Accolto da un parterre d’eccezione, alla presenza del segretario regionale Nicola Irto, del provinciale Antonio Morabito, della cittadina Valeria Bonforte, di dirigenti ed amministratori del Partito Democratico tra i quali Giuseppe Falcomatà, Giovanni Muraca, Mimmo Bevacqua, Enzo Marra, Giuseppe Sera, Lucia Nucera e Franco Barreca, Ruvolo ha spiegato le ragioni di una scelta perfettamente “in linea con la sua tradizione familiare”, considerando – spiega – “l’appartenenza del Partito Democratico all’area del socialismo europeo” ed “i percorsi comuni già fatti dal Partito Socialista in più occasioni insieme al Pd, sia a livello locale che nazionale”.

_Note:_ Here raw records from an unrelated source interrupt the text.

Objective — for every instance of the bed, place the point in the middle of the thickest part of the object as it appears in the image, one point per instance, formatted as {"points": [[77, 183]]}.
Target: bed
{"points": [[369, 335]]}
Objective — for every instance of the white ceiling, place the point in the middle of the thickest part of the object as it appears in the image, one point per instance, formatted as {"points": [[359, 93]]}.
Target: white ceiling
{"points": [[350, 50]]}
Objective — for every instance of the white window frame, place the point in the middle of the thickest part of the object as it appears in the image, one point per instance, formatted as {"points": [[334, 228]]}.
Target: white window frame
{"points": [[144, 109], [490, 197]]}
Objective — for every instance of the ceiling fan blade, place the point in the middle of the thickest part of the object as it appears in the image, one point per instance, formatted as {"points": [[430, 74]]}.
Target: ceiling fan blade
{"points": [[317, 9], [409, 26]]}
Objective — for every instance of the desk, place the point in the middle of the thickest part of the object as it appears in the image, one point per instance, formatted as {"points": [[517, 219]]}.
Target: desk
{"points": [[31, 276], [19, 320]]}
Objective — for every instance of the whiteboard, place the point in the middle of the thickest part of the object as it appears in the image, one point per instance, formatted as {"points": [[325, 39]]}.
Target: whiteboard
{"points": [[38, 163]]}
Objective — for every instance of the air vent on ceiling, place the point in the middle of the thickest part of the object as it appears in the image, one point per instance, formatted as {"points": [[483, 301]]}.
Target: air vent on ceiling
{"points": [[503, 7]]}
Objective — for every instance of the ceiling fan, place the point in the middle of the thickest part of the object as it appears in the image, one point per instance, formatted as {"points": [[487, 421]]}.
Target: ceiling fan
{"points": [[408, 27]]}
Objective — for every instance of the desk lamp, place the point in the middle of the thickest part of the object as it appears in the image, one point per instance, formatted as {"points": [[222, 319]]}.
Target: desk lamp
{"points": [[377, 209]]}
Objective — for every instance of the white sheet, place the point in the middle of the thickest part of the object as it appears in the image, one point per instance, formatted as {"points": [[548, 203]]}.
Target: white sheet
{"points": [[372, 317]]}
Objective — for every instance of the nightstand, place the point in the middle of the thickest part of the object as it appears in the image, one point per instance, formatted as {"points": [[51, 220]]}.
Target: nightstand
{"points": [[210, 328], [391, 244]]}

“Persona di straordinaria esperienza, politico appassionato e di lungo corso, nonostante la giovane età” è definito Ruvolo dai Dirigenti Pd che hanno commentato il suo ingresso nel partito come “una ventata di energia che servirà in termini politici ed amministrativi”. Un benvenuto che guarda già ai prossimi appuntamenti politici, a cominciare dalla prossima tornata delle elezioni primarie del Partito previste per il prossimo 26 febbraio.
“Sono felice, mi sento a casa – ha commentato ancora Ruvolo – credo sia la naturale prosecuzione di un percorso nato tanto tempo fa e che proseguirà nell’impegno che metto a disposizione del Partito, nell’ottica di un confronto e di un lavoro corale che mi appassiona e per il quale continuerò a spendere le mie energie”.